Easton's Bible Dictionary
The price or payment made for our redemption, as when it is said that the Son of man "gave his life a ransom for many" (Matthew 20:28; Comp. Acts 20:28; Romans 3:23, 24; 1 Corinthians 6:19, 20; Galatians 3:13; 4:4, 5: Ephesians 1:7; Colossians 1:14; 1 Timothy 2:6; Titus 2:14; 1 Peter 1:18, 19. In all these passages the same idea is expressed). This word is derived from the Fr. rancon; Lat. redemptio. The debt is represented not as cancelled but as fully paid. The slave or captive is not liberated by a mere gratuitous favour, but a ransom price has been paid, in consideration of which he is set free. The original owner receives back his alienated and lost possession because he has bought it back "with a price." This price or ransom (Gr. lutron) is always said to be Christ, his blood, his death. He secures our redemption by the payment of a ransom. (see REDEMPTION.)
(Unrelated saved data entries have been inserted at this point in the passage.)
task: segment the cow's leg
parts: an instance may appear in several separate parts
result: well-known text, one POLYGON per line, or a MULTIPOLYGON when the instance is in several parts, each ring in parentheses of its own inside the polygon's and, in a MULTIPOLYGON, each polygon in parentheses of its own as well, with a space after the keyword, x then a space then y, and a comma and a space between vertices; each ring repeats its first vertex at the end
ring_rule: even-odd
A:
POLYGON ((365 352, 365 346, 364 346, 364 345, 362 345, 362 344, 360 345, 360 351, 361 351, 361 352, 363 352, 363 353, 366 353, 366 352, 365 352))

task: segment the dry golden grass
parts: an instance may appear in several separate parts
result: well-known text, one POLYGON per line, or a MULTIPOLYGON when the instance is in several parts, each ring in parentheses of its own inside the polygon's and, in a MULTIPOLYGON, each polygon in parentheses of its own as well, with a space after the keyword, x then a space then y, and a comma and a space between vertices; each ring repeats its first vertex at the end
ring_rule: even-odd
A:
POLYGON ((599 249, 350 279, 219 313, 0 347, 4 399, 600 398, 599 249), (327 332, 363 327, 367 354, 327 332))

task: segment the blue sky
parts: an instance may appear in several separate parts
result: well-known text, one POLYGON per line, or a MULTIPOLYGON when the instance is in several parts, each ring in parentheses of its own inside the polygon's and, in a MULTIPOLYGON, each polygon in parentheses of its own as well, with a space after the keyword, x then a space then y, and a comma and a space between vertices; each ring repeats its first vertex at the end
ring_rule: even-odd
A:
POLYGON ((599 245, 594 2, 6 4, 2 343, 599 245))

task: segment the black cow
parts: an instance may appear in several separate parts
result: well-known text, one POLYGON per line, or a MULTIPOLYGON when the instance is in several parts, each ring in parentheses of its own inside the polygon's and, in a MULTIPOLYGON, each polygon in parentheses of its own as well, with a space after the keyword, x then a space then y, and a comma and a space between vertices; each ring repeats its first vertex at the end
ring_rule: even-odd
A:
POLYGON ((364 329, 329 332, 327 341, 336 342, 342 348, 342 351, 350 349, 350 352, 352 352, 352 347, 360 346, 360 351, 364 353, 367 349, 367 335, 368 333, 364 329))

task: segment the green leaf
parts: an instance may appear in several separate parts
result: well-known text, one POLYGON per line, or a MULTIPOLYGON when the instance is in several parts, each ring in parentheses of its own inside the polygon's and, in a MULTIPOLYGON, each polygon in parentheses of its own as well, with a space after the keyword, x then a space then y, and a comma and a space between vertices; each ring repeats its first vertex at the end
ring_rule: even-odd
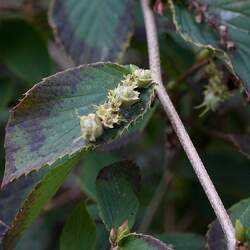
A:
POLYGON ((109 246, 109 232, 105 225, 100 223, 99 211, 96 203, 92 203, 87 207, 88 213, 90 214, 93 221, 96 223, 96 250, 107 250, 109 246))
MULTIPOLYGON (((233 205, 228 213, 233 225, 235 225, 236 220, 239 220, 245 228, 250 228, 250 199, 242 200, 233 205)), ((210 225, 207 241, 209 250, 227 249, 224 233, 217 220, 210 225)))
POLYGON ((54 0, 50 23, 76 64, 116 61, 133 30, 133 0, 54 0))
POLYGON ((139 207, 135 194, 139 182, 140 170, 129 161, 114 163, 99 173, 96 180, 97 203, 109 231, 118 229, 126 220, 132 228, 139 207))
POLYGON ((167 233, 157 235, 157 238, 174 250, 202 250, 205 248, 203 237, 192 233, 167 233))
POLYGON ((37 220, 28 230, 25 232, 22 239, 18 242, 15 250, 45 250, 49 248, 50 236, 53 235, 53 227, 48 226, 41 220, 37 220))
POLYGON ((162 241, 149 235, 131 233, 118 242, 119 250, 171 250, 162 241))
POLYGON ((96 228, 81 202, 68 218, 60 239, 60 250, 93 250, 96 241, 96 228))
POLYGON ((99 171, 105 166, 117 161, 117 156, 104 152, 89 152, 81 162, 80 173, 77 175, 77 182, 81 190, 91 199, 96 200, 96 177, 99 171))
POLYGON ((216 50, 232 72, 242 80, 246 91, 250 91, 250 2, 245 0, 202 0, 208 6, 208 14, 215 17, 220 25, 228 28, 229 39, 235 44, 231 51, 219 46, 219 34, 206 23, 197 23, 195 14, 187 7, 169 0, 173 21, 182 37, 198 47, 216 50))
POLYGON ((23 175, 1 189, 0 222, 3 226, 0 226, 0 247, 13 249, 22 232, 32 224, 78 161, 78 156, 65 157, 50 167, 23 175))
POLYGON ((141 89, 140 102, 121 108, 126 122, 105 129, 95 144, 81 137, 79 115, 95 112, 95 105, 104 103, 109 90, 128 73, 129 67, 118 64, 83 65, 48 77, 28 91, 6 128, 3 185, 64 156, 108 143, 142 118, 153 100, 153 87, 141 89))
POLYGON ((33 83, 51 74, 46 41, 27 21, 1 20, 0 37, 0 58, 19 78, 33 83))

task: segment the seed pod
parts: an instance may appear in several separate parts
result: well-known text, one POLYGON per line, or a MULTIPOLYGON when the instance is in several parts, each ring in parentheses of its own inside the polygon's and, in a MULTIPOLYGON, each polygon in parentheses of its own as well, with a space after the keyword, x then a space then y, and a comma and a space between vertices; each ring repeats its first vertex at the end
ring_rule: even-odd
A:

Noah Webster's New International Dictionary of the English Language
1. (n.) The release of a captive, or of captured property, by payment of a consideration; redemption; as, prisoners hopeless of ransom.
2. (n.) The money or price paid for the redemption of a prisoner, or for goods captured by an enemy; payment for freedom from restraint, penalty, or forfeit.
3. (n.) A sum paid for the pardon of some great offense and the discharge of the offender; also, a fine paid in lieu of corporal punishment.
4. (n.) To redeem from captivity, servitude, punishment, or forfeit, by paying a price; to buy out of servitude or penalty; to rescue; to deliver; as, to ransom prisoners from an enemy.
5. (n.) To exact a ransom for, or a payment on.